AITA for telling my sister the harsh truth and telling her to shut up about my children?

English is not my first language, so excuse me for any misspellings og grammar errors.

Me (30f) and my sister (28f) has never really had a good relationship. Most of that is due to our poor upbringing as children, which is a while other, long story.

Anyway, I'm currently 16 weeks pregnant after trying for almost 3 years. I have a 5 year old daughter as well. And just a couple of hours ago my sister called me and really stressed me out. The conversation went a little like this:

Sister: "Hi, just wanted to check, have you heard anything from CPS yet?"

Me: "No, why would I? Did something happen?"

Sister: "No not really, but I called them and informed them that you are pregnant with your second"

Me: "Why?"

Sister: "Beacuse you said you were not doing it"

Me: "Again, why? Of course I'm not calling everyone telling I'm pregnant, especially not someone I don't know"

Sister: " They have a right to know"

Me: "No, they do not. What the hell are you talking about?"

Sister: "They should know when to come and get your baby"

Me: "Excuse me, what?"

Sister: "They won't let you have 2 children, you need to pick one, if you don't pick then they will take both"

Me: "That is not how it works, in (our country) we can have 12 children without CPS coming and taking them away"

Sister: "No, it's beacuse of our childhood trauma that CPS takes the children, they took both mine when my youngest was born"

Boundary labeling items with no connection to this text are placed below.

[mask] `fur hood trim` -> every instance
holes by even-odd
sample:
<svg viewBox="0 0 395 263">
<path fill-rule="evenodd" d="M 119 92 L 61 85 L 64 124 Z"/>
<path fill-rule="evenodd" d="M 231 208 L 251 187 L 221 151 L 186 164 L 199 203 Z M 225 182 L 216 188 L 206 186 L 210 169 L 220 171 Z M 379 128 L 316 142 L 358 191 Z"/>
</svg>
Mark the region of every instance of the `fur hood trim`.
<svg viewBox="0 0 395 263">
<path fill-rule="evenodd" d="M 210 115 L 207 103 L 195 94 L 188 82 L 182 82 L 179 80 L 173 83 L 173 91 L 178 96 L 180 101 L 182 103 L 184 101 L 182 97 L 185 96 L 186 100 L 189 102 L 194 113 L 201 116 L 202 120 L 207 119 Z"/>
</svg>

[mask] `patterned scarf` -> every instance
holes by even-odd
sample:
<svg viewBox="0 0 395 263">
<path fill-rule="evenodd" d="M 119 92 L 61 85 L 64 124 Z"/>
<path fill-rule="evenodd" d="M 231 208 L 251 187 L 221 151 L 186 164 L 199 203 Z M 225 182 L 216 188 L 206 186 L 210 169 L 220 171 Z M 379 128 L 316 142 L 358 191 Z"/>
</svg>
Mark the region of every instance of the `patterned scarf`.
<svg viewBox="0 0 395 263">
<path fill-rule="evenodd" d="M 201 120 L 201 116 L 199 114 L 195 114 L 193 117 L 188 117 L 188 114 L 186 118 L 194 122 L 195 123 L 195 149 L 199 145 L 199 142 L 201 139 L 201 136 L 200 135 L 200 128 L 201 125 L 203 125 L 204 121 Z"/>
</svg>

Me: "They took your children because you were abusing them. When your youngest was 3 weeks old you broke her shoulder and 2 of her ribs because you got angry at her for crying. I don't abuse my children so CPS won't care how many children I have"

Sister: "That is not why they took them, they took them because they didn't like the fact that I was abused as a child. And you were even more abused as a child so they will take your children away"

Me: "Yes, I was more abused, but I worked through that abuse and make sure that any children in my care do not get abused in any way. You on the other hand, you can't control your anger and you hurt your children, that is why CPS took them, so shut the f*** up about my children and my life"

Then I hung up. She's been texting me calling me an AH for bringing up her abuse towards her children, trying to tell me that she had every right to since it is her children and she is convinced that CPS will take my baby once it is born. I know they won't. I'm not worried about that. She's been telling everyone that I attacked her and makes her want to unalive herself. Now, I feel like I went a little overboard with my answer back to her and feel a little guilty.

UPDATE: I talked to CPS this morning and they told me that they had no phone call on the record from my sister. So idk what is going on. I also talked to my father yesterday when he finished work about this whole ordeal. He said not to worry, he would take care of her behaviour. He also told me that since my sisters husband is done with his jailtime, CPS is planning to give her children back. The husband apparantly told them that it was an accident. It has been 4 years since the incident with their child happened and now they are getting the children back, apparantly. Idk if it is true or not, but it is what my sister has told our father. It could be a lie or CPS could be that stupid. Idk. And to answer some repeated questions and comments: • I'm LC with my sister, I never call her, she always calls me, and it is not that often she calls either. She does not have a job or a license so she can't affors to travel 5 hours to my city, and even if she does, she does not know where I live exactly, she just know which city. • The one who abused me in my childhood was mainly my mother, my father was not innocent but he has apologized and showed me how regretful he is. (I could make a seperate post about my childhood, but that would be a long one). • The reason I say that if she visited she would not be allowed to be alone with me or the children is because I have issues being rude. I feel guilty if I just hang up on someone, smacks the door in their faces or even if I don't smile to people. I'm working on it and my husband is working with me on it. • I would have had no doubts about wether I'm the AH or not had she not told me she wanted to unalive herself. Whenever she or my mother would say that I would break down crying, I don't want a death on my already fragile coinscience. Selfish reason, I know.